Years ago, I worked on an application that helped companies answer large volumes of emails. The application gave support representatives access to an array of tools to deliver the best response with minimal effort.
Originally, the intention was to automate the entire process, but the models rarely predicted with 100 percent confidence or even 90 percent confidence. So, reps still needed to review the responses in almost every case, providing for nuance, human touch, humor, and making sure to check previous responses.
Very quickly “auto responses” became “auto suggestions.” The engine would select the appropriate template for the topic predicted by the model and, instead of hunting for the template, reps could instead focus on verifying, refining, and personalizing.
A similar story: AutoML
Something similar is true for automated machine learning (AutoML), the technology for automating feature generation and model development. The real power of AutoML is not in replacing data scientists, but in removing the drudgery from their work—to provide them not with final models, but with baseline models that they can improve with the human touch.
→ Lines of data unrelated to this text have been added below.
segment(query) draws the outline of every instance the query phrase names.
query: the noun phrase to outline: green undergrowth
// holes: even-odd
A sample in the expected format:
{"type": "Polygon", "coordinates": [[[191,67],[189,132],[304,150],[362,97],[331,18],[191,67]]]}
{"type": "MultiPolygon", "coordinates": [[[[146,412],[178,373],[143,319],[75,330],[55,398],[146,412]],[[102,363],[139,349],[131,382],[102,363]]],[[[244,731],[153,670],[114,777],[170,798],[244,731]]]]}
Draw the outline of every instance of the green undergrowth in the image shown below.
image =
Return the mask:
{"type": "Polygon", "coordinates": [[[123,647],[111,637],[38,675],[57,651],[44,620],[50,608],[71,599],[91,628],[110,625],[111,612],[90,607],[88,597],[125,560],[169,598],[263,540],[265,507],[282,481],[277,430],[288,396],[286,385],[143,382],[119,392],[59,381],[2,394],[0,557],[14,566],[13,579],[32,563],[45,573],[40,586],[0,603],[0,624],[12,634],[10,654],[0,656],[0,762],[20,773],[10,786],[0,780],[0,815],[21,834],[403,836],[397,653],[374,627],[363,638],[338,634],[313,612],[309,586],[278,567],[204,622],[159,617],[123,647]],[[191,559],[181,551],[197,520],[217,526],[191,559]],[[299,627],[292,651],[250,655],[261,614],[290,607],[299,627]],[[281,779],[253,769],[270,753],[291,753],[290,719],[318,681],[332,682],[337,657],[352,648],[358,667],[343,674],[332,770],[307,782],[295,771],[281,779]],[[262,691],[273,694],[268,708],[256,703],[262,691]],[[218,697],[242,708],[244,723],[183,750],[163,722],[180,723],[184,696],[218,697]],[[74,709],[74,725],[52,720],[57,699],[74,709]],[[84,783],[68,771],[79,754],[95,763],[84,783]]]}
Spotfire released a new AutoML extension for Data Science, and it’s been designed with exactly this goal in mind—automation for both features and models, delivered to the data science team as a set of building blocks that they can use as is, tweak and optimize, or break apart completely into reusable modules. This component is an excellent example of how extensible Spotfire® Data Science is, and is built using the standard APIs and extension points that the platform provides.
Addressing the skeptics
Some prominent data scientists have expressed skepticism about the value of AutoML. This skepticism has multiple sources—can AutoML really be a substitute for the artisan data scientist? will AutoML be used naively without appropriate regard for the suitability of the statistical methods used? does AutoML turn modeling into a ‘black box’, lacking the transparency that’s needed to earn the trust of customers?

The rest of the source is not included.